L'enquête se poursuit afin de retrouver les auteurs
Le CBI a affirmé avoir découvert, lors de ses investigations, que la plupart de ces sociétés écrans avaient été créées à la demande de commanditaires étrangers. Ces entités, immatriculées en Inde, étaient pour la plupart inscrites sur plusieurs plateformes fintech et d'agrégation de paiements afin de collecter et de distribuer des fonds publics. Ces fonds étaient ensuite consolidés, convertis en actifs numériques, puis transférés vers différents portefeuilles numériques avant d'être envoyés à l'étranger.
Le CBI a annoncé avoir appréhendé cinq suspects pour leur rôle actif dans cette fraude. Ils sont présentés devant le tribunal compétent conformément à la loi.

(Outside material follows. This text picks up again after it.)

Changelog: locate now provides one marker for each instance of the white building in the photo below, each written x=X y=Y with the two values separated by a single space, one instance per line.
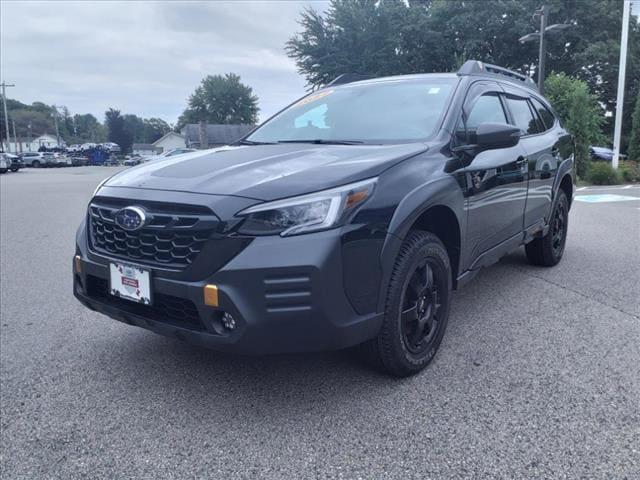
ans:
x=145 y=149
x=45 y=140
x=170 y=141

L'enquête se poursuit afin de tracles flux financiers transfrontaliers, d'dentles autres personnes et entités impliquées et de mettre au jour l'étendue de ce complot.
Le CBI affirme rester déterminé à lutter contre la cybercriminalité financière grâce à des opérations de renseignement, une coordination inter-agences et le recours à des techniques de criminalistique numérique avancées pour démanteler des réseaux de fraude transnationaux complexes. Il s'agit de l'une des nombreuses activités criminelles liées aux cryptomonnaies que les autorités ont mises au jour cette semaine. Selon un précédent Cryptopolitan Selon un rapport , les autorités indiennes affirment avoir découvert une plateforme illégale qui aurait traité environ 96 millions de dollars de fonds illégaux.